Section 6. The President shall appoint a Secretary
and a Treasurer within one (1) month after the Annual Meeting.
Section
7. In the case of a vacancy in the office of President, the President Elect
shall assume the office of President. In the case of a vacancy in any other elected
position, the vacancy shall be filled by the Club at a regular meeting, upon one
(1) week's notice of nomination or nominations by the Board of Directors.
Article
XII. PUBLIC ACTIVITIES
Section 1. The Club shall seek discussions at
its meetings and keep its members informed on all questions of public importance
including any proposed legislation affecting the community, state or nation.
Section
2. The Club, shall not give expression by any means to the Club's attitude
on public questions and proposed legislation.
Section 3. The Club shall
not be used in any way for political purposes, nor shall it as a club, actively
participate in the political candidacy of any person.
Article XIII. COLLECTIONS
AND ASSESSMENTS BARRED
Within one (1) hour before the beginning and one
(1) hour after the close of any Club meeting, no person shall be permitted to
present to the members of the Club any subscription list or other opportunity
whereby the said Club members may give money or pledge themselves for any cause
whatsoever; provided that nothing herein contained shall prohibit the making of
a statement on the floor at any meeting recommending any cause to the Club members
for their consideration, or the solicitation of contributions or pledges to the
Meninak Foundation.
Article XIV. REVENUE
Section 1. Initiation
FeeThe initiation fee shall be determined by the Board of Directors and shall
be paid at the time a new member is received into the Club.
Section 2.
DuesThe annual dues shall be an amount determined by the Board of Directors.

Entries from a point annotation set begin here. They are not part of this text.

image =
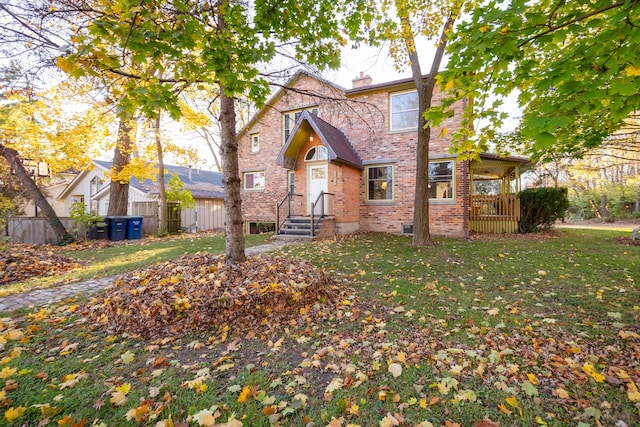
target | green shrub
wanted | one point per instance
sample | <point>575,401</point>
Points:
<point>541,207</point>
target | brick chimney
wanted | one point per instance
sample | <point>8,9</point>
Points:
<point>362,80</point>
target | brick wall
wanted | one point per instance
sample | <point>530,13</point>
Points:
<point>363,117</point>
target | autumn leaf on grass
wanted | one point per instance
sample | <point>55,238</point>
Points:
<point>197,384</point>
<point>13,414</point>
<point>562,393</point>
<point>127,357</point>
<point>245,394</point>
<point>588,369</point>
<point>7,372</point>
<point>139,414</point>
<point>119,397</point>
<point>464,396</point>
<point>47,410</point>
<point>206,417</point>
<point>445,385</point>
<point>513,402</point>
<point>395,369</point>
<point>633,394</point>
<point>335,384</point>
<point>529,388</point>
<point>71,380</point>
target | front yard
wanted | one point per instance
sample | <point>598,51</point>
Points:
<point>525,330</point>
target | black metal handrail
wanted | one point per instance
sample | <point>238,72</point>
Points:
<point>319,199</point>
<point>287,199</point>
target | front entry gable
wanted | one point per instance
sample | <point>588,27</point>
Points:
<point>339,148</point>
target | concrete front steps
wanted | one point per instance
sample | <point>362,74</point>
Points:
<point>300,228</point>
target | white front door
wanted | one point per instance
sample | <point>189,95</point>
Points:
<point>317,182</point>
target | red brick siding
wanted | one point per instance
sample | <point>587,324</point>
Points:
<point>364,119</point>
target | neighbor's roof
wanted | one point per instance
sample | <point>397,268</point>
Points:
<point>338,146</point>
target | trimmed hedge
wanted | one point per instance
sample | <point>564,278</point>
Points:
<point>541,207</point>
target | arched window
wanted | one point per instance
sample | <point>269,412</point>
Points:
<point>318,152</point>
<point>311,155</point>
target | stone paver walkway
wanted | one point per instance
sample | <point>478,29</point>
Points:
<point>40,297</point>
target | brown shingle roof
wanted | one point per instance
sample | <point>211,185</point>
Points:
<point>338,146</point>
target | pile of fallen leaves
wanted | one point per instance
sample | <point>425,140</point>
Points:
<point>629,241</point>
<point>21,261</point>
<point>200,292</point>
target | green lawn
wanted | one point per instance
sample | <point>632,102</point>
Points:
<point>535,330</point>
<point>126,256</point>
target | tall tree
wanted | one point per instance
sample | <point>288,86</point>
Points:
<point>37,32</point>
<point>574,65</point>
<point>39,131</point>
<point>402,23</point>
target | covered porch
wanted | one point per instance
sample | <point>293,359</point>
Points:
<point>494,205</point>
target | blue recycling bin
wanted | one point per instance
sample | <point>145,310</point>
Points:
<point>134,227</point>
<point>116,227</point>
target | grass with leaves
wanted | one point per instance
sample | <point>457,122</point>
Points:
<point>503,330</point>
<point>101,258</point>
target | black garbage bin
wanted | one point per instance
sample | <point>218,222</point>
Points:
<point>134,227</point>
<point>98,231</point>
<point>116,227</point>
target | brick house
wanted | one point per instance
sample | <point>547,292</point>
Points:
<point>345,159</point>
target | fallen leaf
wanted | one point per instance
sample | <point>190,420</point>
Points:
<point>395,369</point>
<point>13,414</point>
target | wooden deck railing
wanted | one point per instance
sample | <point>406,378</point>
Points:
<point>494,214</point>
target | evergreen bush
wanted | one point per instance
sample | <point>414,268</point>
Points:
<point>541,207</point>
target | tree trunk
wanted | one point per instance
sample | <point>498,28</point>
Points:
<point>231,180</point>
<point>118,190</point>
<point>162,213</point>
<point>425,89</point>
<point>12,156</point>
<point>603,207</point>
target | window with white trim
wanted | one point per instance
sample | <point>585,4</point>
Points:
<point>441,180</point>
<point>95,185</point>
<point>379,183</point>
<point>255,143</point>
<point>319,152</point>
<point>290,118</point>
<point>253,180</point>
<point>404,110</point>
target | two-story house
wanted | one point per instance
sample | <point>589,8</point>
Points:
<point>347,158</point>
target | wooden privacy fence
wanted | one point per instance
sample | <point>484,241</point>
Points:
<point>150,210</point>
<point>494,214</point>
<point>37,231</point>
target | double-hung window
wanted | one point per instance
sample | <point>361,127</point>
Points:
<point>404,111</point>
<point>255,143</point>
<point>254,180</point>
<point>379,183</point>
<point>441,180</point>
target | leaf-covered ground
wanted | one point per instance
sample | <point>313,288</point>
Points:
<point>200,292</point>
<point>21,261</point>
<point>498,331</point>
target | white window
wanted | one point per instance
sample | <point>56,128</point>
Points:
<point>254,181</point>
<point>441,180</point>
<point>404,110</point>
<point>255,143</point>
<point>290,118</point>
<point>379,183</point>
<point>318,152</point>
<point>96,185</point>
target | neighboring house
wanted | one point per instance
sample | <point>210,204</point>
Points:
<point>92,188</point>
<point>51,187</point>
<point>348,156</point>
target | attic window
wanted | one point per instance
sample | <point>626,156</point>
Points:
<point>318,152</point>
<point>290,118</point>
<point>404,111</point>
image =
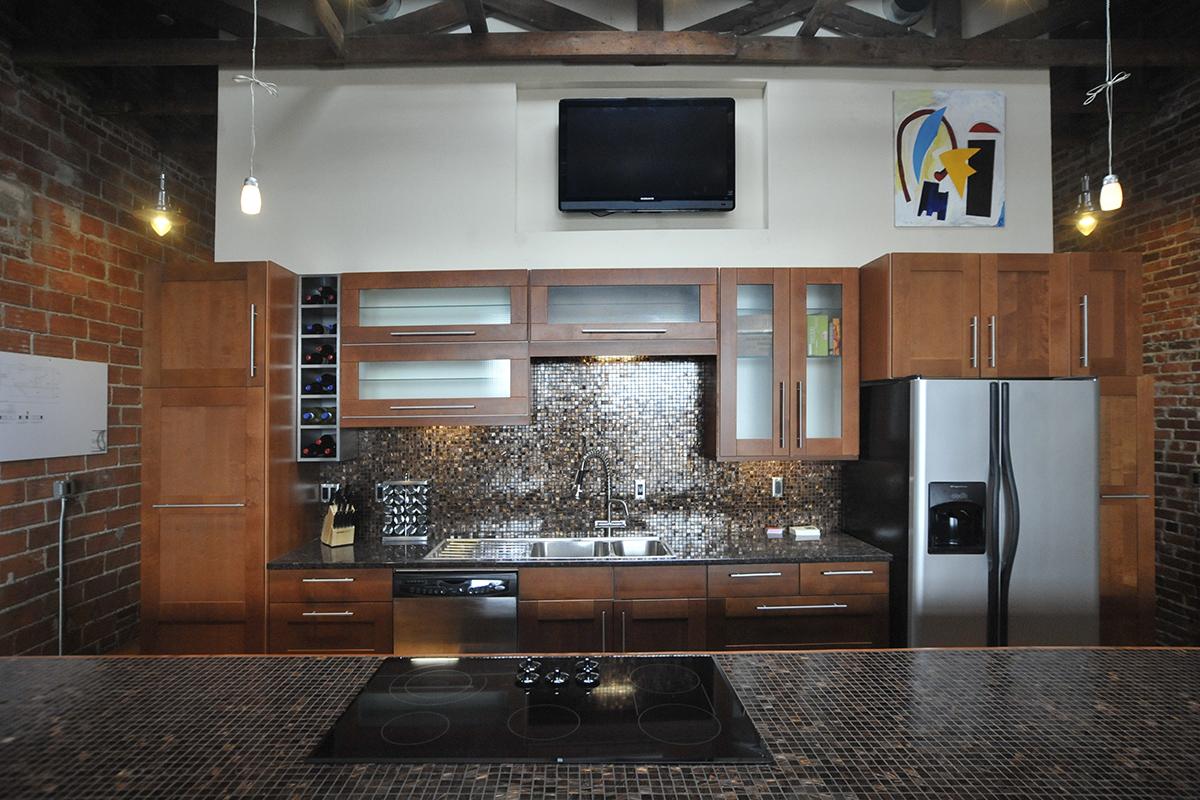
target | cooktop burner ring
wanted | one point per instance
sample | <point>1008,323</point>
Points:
<point>699,726</point>
<point>665,679</point>
<point>418,687</point>
<point>405,729</point>
<point>568,717</point>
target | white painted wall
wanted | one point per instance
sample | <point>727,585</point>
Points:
<point>432,168</point>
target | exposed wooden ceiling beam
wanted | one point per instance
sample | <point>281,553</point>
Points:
<point>543,14</point>
<point>649,14</point>
<point>618,47</point>
<point>475,16</point>
<point>948,18</point>
<point>441,16</point>
<point>815,18</point>
<point>1056,17</point>
<point>328,20</point>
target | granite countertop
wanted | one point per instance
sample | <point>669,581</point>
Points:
<point>903,723</point>
<point>372,553</point>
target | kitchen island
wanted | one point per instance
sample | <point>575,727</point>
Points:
<point>929,723</point>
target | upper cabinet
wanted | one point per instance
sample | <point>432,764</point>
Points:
<point>1105,334</point>
<point>789,364</point>
<point>623,312</point>
<point>999,316</point>
<point>435,307</point>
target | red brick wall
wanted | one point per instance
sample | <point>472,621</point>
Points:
<point>71,264</point>
<point>1158,161</point>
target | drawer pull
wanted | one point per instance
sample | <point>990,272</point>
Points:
<point>623,330</point>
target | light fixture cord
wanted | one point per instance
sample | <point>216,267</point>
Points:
<point>252,79</point>
<point>1109,78</point>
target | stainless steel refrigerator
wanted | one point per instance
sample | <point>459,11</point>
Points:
<point>985,492</point>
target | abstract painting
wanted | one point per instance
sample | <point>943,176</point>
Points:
<point>949,157</point>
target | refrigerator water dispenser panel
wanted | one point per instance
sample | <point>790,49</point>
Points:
<point>957,513</point>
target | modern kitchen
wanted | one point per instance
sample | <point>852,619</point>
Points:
<point>659,398</point>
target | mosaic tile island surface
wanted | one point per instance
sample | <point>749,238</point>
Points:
<point>646,414</point>
<point>1021,725</point>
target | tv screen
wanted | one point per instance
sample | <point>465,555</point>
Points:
<point>646,154</point>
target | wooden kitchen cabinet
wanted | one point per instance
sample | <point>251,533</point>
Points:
<point>435,384</point>
<point>221,487</point>
<point>787,365</point>
<point>623,312</point>
<point>1127,510</point>
<point>1105,296</point>
<point>435,307</point>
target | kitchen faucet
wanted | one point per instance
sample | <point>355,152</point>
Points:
<point>607,523</point>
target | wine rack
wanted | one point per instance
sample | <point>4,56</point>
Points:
<point>317,397</point>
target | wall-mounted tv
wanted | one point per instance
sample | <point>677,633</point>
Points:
<point>646,154</point>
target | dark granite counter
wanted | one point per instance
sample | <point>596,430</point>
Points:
<point>925,723</point>
<point>372,553</point>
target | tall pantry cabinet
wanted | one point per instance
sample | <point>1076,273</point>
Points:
<point>221,486</point>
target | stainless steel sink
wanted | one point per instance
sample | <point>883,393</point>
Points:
<point>640,547</point>
<point>569,548</point>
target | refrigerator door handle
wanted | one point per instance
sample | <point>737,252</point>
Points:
<point>991,521</point>
<point>1012,515</point>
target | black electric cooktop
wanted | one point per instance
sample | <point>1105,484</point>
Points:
<point>671,709</point>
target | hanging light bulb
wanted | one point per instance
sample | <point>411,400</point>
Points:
<point>1085,215</point>
<point>251,196</point>
<point>1111,197</point>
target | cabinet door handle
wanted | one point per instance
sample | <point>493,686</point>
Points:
<point>781,414</point>
<point>975,342</point>
<point>991,329</point>
<point>198,505</point>
<point>1083,355</point>
<point>623,330</point>
<point>253,318</point>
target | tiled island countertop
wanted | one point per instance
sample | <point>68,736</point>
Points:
<point>925,723</point>
<point>370,552</point>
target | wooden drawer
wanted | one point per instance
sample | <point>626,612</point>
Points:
<point>753,579</point>
<point>845,578</point>
<point>654,582</point>
<point>330,627</point>
<point>565,583</point>
<point>799,621</point>
<point>330,585</point>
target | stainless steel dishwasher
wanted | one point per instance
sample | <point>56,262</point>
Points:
<point>438,613</point>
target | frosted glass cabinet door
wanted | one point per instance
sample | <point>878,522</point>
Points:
<point>459,384</point>
<point>623,312</point>
<point>435,307</point>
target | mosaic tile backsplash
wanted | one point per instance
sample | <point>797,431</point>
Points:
<point>647,415</point>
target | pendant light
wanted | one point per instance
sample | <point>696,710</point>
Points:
<point>1111,196</point>
<point>251,196</point>
<point>1085,215</point>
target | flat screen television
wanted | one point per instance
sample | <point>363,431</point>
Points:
<point>646,154</point>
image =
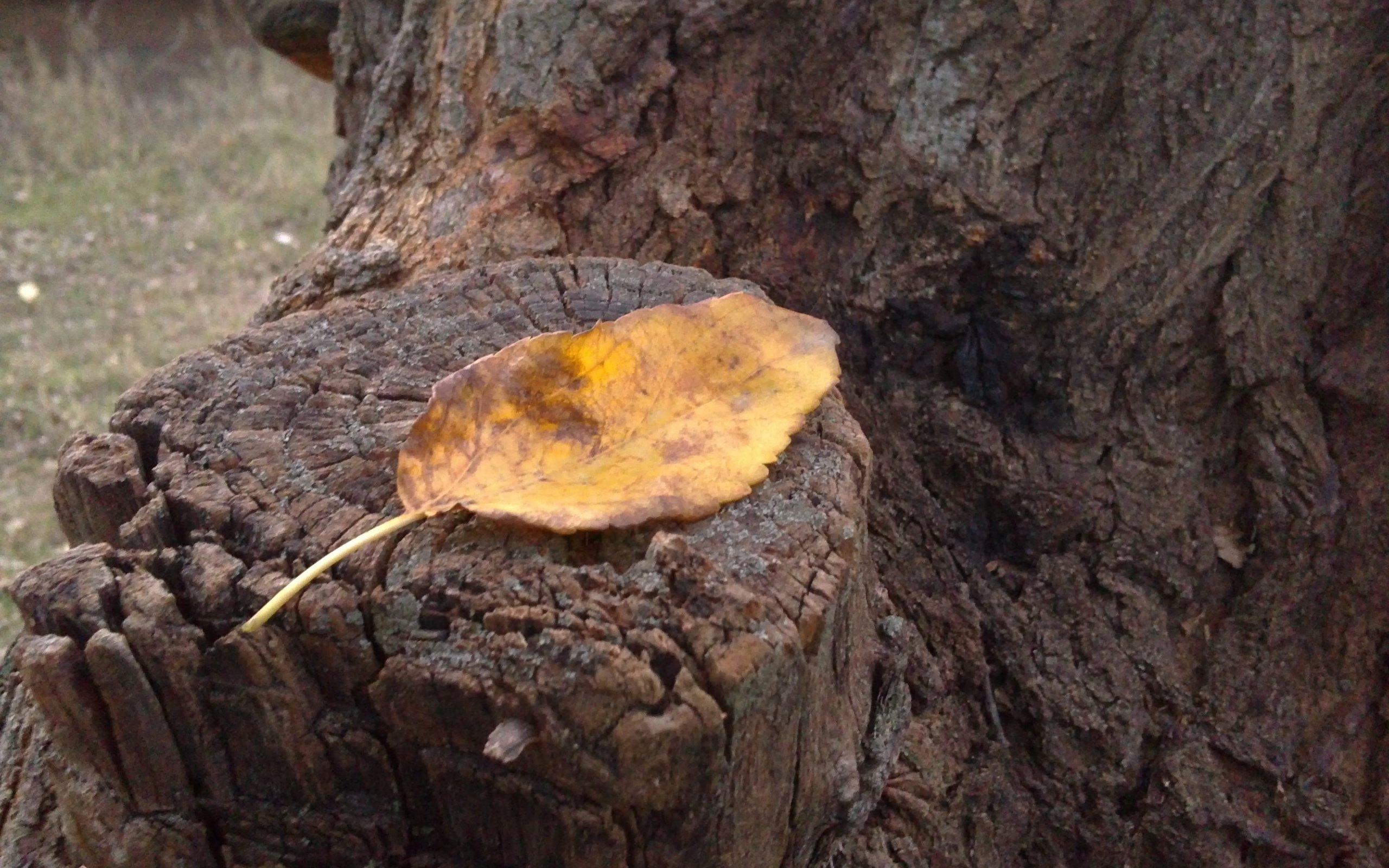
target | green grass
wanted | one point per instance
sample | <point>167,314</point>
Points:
<point>152,226</point>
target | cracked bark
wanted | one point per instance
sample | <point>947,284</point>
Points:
<point>1112,286</point>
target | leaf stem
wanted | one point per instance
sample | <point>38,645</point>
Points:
<point>323,564</point>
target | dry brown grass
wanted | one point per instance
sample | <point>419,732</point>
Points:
<point>150,224</point>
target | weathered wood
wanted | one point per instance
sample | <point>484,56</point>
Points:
<point>692,695</point>
<point>1110,279</point>
<point>99,487</point>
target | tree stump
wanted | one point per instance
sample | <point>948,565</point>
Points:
<point>470,693</point>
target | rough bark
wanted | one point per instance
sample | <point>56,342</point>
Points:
<point>1112,285</point>
<point>473,692</point>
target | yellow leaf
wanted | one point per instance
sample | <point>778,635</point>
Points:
<point>666,413</point>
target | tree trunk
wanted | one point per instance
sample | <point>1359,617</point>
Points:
<point>1110,281</point>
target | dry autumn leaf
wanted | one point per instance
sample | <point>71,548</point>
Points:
<point>666,413</point>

Section 3. Non Payment - WaiverThe Board of Directors shall expel
any member whose indebtedness to the Club are in arrears, unless the Board there
is adequate reason to defer action for a further period. The Board of Directors
shall have the power to waive or reduce the initiation fee or the dues for any
specified time in special cases when in its judgment the circumstances justify
such action.
Article XV. FINANCE
Section 1. The fiscal year of
the Club shall begin on the first day of January of each year.
Section
2. The budget of estimated income and expenditures shall be adopted in accordance
with the provisions of Article Vll., Section 5.
Section 3. The Board
of Directors shall determine the official depository or depositories.
Section
4. In case of the inability of persons designated to sign checks to perform
their functions, the Board of Directors shall designate those who shall act as
substitutes.
Article XVI. RULES OF ORDER "Roberts' Rules of Order"
shall be the parliamentary authority for all matters of procedures not specifically
covered by these By-Laws.
Article XVII. AMENDMENTS Amendments to these
By-Laws may be adopted by two-thirds (2/3) vote of the members present at any
meeting of the Club, provided written notice of the proposed amendment shall have
been given the members at least one (1) week prior to the meeting.